The Internal Revenue Service announced a one-year delay in enforcing the most severe part of a law requiring companies that process and settle credit-card transactions to report payment amounts to the U.S. government.
The delay affects a requirement that payment processors withhold 28 percent of payments to retailers and others for whom they don’t have verified taxpayer identification numbers.
Such withholding will begin for payments made in 2013 instead of 2012, according to an IRS statement today that said the agency gave “careful consideration” to comments from companies. Payment processors have been complaining about a slow and error-filled IRS system for verifying and matching identification numbers.
The Electronic Transactions Association, a Washington-based trade group, applauded the IRS decision.
“Given the complexities of the merchant transaction reporting requirement, the lack of timely and final reporting forms and the prevalence of still-unanswered questions, it is encouraging to see the IRS pay consideration” to businesses’ concerns, Mary Bennett, the group’s director of government and industry relations, said in an e-mail.
Congress created the credit-card reporting rules in 2008 to improve tax compliance. The law requires companies involved in payment processing to report annual totals of transactions with merchants. It took effect for transactions starting on Jan. 1, and the first reports are due in early 2012. The IRS also said today that it wouldn’t impose penalties for incomplete filings for that first set of reports.
The IRS plans to use the information to select businesses for audits by analyzing cash transaction rates in various industries. When the law passed, the congressional Joint Committee on Taxation estimated that it would generate $9.5 billion in revenue for the federal government over 10 years.
In August, the Treasury Department’s inspector general for tax administration released an audit that criticized the IRS’s implementation of the credit-card reporting law.
“We found that improvements must be made if this effort is to function as intended, which is to help reduce the tax gap” between taxes owed and collected, J. Russell George, the inspector general, said at the time.

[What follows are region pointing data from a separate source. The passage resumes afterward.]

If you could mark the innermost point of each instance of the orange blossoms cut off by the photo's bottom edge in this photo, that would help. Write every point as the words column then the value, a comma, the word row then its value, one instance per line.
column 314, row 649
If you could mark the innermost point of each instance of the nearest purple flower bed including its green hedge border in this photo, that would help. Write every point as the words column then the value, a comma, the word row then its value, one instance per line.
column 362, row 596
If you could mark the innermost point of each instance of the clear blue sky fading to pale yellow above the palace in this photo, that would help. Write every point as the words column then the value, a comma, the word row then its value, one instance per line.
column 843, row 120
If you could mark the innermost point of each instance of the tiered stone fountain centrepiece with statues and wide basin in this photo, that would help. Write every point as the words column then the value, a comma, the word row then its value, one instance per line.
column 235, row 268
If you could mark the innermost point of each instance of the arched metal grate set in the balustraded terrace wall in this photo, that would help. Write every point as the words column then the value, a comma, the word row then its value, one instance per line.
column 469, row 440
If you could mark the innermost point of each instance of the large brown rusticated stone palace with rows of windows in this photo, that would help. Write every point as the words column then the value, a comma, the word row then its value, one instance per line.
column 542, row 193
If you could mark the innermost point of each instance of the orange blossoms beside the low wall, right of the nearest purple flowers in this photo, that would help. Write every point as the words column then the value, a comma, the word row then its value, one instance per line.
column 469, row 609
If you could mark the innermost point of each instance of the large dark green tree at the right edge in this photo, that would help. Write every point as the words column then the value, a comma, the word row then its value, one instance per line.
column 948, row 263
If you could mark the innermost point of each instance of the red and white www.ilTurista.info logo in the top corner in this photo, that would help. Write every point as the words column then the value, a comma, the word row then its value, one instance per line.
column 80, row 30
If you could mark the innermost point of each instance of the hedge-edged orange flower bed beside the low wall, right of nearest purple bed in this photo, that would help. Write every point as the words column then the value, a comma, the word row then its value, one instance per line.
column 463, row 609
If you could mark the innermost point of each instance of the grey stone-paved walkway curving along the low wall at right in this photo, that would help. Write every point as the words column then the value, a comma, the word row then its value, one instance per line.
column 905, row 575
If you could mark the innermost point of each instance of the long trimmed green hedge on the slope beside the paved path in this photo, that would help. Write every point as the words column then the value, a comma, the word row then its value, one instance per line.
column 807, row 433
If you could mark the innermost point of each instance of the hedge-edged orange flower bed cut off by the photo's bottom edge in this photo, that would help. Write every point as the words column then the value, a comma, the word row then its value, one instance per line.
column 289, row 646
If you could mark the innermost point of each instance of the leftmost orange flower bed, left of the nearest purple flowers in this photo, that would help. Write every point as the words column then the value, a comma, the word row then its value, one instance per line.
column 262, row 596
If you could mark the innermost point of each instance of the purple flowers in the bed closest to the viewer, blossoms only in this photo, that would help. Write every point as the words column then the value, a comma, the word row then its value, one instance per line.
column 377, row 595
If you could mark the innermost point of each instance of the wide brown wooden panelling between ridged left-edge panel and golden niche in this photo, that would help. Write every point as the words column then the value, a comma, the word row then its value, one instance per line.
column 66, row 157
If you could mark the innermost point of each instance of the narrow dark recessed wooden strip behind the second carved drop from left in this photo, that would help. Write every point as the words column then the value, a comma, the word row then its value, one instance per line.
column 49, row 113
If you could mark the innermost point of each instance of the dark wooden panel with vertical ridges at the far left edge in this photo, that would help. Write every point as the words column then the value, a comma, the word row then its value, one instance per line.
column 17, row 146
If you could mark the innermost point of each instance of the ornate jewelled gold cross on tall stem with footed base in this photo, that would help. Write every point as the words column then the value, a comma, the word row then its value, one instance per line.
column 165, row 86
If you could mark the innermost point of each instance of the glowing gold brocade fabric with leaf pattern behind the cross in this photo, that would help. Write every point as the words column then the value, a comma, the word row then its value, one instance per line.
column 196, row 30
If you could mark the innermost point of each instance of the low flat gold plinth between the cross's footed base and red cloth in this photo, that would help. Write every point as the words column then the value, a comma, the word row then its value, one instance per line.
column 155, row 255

Mark Pyke, president of the merchant services segment at Total System Services, said the delay was reasonable.
“This is good news for the merchant acquiring community,” he said in a statement.
Today’s announcement coincides with a House of Representatives vote to repeal another tax compliance provision that has drawn objections from businesses and was delayed by the IRS. That rule, which requires 3 percent withholding from government contractors, would take effect in 2013 unless Congress repeals it.